By Chris Wang / Staff reporter

A Beijing official made a grave mistake when he said everything is negotiable between the Chinese Communist Party (CCP) and the Democratic Progressive Party (DPP) if the DPP gives up on independence, pro-independence DPP politicians said yesterday.

“He had it backwards. Everything is negotiable between the two parties if China gives up the idea of unifying Taiwan,” Legislator Mark Chen (陳唐山) told a press conference.

Chen was referring to a comment made by National Committee of the Chinese People’s Political Consultative Conference chairman Yu Zhengsheng (俞正聲) in a recent interview with a Taiwanese media outlet.
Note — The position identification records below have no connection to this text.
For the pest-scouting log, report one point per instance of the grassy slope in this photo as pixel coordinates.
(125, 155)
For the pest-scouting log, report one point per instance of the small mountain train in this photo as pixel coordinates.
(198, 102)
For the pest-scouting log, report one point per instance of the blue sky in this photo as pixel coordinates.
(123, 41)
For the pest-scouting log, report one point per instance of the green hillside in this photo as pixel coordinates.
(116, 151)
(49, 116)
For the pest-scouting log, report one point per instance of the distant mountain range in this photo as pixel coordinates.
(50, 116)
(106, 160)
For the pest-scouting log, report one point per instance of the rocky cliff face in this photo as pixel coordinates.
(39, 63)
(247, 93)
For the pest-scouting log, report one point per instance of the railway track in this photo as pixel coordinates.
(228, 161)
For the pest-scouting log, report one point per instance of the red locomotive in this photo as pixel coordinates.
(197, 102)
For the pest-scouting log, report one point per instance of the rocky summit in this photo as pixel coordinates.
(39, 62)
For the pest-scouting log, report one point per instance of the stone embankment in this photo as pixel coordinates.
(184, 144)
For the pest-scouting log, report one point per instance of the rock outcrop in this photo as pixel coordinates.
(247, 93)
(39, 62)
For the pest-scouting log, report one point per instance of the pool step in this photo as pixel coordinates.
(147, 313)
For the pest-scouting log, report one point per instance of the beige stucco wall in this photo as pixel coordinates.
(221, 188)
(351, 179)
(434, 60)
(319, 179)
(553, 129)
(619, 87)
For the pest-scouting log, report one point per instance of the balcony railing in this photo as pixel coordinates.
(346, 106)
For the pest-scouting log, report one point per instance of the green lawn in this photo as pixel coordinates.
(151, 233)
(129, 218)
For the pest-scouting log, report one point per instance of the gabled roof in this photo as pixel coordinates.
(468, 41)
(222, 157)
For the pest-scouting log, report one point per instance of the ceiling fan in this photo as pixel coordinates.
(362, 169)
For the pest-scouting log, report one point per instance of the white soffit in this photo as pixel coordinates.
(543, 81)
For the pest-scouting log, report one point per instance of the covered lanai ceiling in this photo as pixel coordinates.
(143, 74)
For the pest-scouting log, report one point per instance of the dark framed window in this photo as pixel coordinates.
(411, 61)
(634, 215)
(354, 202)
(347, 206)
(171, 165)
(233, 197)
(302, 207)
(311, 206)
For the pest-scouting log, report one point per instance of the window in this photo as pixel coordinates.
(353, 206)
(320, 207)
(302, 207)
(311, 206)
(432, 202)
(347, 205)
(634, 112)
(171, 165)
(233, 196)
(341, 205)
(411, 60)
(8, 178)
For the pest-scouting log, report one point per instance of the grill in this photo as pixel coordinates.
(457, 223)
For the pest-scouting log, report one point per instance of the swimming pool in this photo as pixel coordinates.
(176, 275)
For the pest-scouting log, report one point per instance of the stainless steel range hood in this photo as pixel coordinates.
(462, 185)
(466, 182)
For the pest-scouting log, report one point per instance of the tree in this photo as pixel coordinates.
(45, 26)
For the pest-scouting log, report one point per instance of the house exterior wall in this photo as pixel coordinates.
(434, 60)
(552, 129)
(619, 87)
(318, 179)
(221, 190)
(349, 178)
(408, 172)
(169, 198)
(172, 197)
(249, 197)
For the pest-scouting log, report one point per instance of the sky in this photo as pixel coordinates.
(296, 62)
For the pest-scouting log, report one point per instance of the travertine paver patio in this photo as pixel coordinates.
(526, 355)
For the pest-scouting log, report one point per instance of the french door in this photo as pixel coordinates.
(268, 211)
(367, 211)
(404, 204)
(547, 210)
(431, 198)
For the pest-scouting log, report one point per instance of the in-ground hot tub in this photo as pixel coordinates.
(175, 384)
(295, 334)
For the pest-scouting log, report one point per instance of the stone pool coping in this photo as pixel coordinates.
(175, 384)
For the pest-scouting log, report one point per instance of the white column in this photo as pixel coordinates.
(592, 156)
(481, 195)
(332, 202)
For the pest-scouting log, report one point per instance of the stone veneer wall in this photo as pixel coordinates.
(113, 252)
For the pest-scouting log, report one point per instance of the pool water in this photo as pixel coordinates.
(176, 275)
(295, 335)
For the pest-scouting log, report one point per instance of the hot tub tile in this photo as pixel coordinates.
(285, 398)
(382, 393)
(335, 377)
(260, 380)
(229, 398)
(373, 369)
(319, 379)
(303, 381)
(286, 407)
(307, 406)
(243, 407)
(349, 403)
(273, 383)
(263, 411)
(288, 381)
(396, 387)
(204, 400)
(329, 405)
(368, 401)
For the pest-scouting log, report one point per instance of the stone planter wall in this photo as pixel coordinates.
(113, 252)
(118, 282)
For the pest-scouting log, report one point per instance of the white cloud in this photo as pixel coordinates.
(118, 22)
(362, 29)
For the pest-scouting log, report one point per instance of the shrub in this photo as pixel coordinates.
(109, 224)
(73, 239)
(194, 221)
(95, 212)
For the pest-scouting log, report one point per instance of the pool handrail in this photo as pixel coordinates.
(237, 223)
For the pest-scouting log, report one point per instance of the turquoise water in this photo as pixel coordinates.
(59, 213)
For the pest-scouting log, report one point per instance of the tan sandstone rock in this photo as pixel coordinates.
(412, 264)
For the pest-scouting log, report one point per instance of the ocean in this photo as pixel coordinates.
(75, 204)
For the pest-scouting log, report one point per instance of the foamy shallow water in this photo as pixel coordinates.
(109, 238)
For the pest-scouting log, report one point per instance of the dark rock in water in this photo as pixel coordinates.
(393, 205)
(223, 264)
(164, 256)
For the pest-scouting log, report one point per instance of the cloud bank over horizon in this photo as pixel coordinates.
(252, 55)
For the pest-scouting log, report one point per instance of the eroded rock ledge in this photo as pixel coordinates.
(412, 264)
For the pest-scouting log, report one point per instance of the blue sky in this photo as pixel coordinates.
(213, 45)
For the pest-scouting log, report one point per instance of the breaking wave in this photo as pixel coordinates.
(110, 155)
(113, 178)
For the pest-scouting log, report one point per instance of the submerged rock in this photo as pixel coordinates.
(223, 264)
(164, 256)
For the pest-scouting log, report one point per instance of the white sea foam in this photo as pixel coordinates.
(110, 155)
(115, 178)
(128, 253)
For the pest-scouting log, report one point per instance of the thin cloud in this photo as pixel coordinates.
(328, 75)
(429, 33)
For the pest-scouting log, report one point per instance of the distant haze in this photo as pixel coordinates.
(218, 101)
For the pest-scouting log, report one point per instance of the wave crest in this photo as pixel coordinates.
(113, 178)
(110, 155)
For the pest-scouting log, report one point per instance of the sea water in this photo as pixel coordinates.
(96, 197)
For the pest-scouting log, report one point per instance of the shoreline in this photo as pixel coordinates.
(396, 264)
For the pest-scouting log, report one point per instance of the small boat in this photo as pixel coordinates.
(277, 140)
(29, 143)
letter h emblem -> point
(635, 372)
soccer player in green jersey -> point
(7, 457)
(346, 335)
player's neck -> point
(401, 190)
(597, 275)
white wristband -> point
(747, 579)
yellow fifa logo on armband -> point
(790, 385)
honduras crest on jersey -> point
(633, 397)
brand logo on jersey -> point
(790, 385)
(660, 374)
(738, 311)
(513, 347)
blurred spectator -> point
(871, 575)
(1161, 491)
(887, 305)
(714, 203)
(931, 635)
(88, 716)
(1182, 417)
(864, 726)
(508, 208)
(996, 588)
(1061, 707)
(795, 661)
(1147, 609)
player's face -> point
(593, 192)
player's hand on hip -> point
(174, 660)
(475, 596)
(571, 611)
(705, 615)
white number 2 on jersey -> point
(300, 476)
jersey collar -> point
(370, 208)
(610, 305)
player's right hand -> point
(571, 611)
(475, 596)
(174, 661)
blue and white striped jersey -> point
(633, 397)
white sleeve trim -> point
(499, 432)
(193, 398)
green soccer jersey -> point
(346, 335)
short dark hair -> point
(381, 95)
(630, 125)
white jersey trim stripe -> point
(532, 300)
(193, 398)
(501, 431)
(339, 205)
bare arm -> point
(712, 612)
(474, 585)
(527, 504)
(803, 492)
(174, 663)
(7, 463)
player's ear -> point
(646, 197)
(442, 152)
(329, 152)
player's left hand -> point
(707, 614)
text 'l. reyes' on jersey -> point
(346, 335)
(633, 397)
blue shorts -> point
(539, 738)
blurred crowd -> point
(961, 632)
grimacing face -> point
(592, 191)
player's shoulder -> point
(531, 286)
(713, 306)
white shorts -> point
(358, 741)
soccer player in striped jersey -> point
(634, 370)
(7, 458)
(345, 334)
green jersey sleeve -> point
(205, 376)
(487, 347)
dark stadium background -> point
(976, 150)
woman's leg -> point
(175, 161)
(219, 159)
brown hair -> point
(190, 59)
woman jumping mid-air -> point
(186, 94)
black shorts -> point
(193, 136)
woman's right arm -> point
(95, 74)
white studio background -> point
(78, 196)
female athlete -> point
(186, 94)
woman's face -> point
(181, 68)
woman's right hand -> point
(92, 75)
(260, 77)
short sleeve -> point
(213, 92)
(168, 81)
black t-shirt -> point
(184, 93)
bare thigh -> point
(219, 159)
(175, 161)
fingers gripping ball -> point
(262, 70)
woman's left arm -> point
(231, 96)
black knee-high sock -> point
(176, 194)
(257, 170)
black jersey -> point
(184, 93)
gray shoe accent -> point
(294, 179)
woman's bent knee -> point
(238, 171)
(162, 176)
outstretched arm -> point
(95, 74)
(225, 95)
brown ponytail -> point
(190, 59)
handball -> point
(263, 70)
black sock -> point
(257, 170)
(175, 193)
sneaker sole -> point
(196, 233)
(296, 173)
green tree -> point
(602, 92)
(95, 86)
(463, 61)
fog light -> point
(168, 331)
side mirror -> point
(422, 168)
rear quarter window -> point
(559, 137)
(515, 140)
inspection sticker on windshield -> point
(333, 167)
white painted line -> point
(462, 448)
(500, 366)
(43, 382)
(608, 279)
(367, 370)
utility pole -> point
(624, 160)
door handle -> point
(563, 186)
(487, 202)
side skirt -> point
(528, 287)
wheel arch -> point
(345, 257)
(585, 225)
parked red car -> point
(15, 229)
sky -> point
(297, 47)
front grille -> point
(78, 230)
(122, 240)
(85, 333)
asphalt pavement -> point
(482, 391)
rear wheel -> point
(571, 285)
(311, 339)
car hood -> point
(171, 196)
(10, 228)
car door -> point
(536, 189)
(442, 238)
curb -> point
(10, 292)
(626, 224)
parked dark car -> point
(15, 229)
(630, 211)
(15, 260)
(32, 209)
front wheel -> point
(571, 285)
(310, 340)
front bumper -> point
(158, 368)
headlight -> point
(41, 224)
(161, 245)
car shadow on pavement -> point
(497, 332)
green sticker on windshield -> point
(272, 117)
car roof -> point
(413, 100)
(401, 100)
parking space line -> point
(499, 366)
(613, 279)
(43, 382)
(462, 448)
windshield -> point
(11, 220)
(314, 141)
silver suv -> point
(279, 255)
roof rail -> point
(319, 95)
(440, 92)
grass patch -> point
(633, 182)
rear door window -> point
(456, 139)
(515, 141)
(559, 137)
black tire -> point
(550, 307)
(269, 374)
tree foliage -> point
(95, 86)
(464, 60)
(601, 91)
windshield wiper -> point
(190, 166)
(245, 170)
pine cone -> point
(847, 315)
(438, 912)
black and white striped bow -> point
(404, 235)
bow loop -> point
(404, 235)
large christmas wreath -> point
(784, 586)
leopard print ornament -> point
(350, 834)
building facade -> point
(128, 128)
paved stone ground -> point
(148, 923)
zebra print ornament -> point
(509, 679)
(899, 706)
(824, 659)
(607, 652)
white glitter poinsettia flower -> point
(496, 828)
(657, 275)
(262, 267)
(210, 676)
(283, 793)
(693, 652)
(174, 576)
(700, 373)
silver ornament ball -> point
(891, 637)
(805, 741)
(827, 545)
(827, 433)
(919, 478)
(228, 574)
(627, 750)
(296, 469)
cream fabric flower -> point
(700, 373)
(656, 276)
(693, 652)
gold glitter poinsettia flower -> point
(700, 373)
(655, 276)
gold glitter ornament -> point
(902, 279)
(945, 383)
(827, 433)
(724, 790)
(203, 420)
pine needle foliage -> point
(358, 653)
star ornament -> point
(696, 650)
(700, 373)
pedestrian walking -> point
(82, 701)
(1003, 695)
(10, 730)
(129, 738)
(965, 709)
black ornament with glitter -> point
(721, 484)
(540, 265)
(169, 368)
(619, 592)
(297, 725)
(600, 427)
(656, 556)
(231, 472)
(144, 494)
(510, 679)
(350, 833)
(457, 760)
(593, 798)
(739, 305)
A former foreign minister, Chen said that the key element of cross-strait engagement is reciprocity, adding that if Beijing were serious about further engaging with Taiwan, it would need to understand what is on the mind of Taiwanese and respect Taiwan’s current de facto independence.

Citing a comment made by Chinese Premier Li Keqiang (李克強) during his visit to Germany that the sovereignty of Taiwan had been returned to China under the Potsdam Declaration in 1945 and the Cairo Declaration in 1943, former DPP legislator Chai Trong-rong (蔡同榮) said Li’s remark showed a “lack of basic knowledge of international law.”

The status of Taiwan was neither determined in Potsdam and Cairo nor in San Francisco, where the Treaty of San Francisco was signed between Japan and part of the Allied powers in 1951, because the Chinese Civil War meant that the Chinese Communist Party and the Chinese Nationalist Party (KMT) could not represent China at the time, Chai said.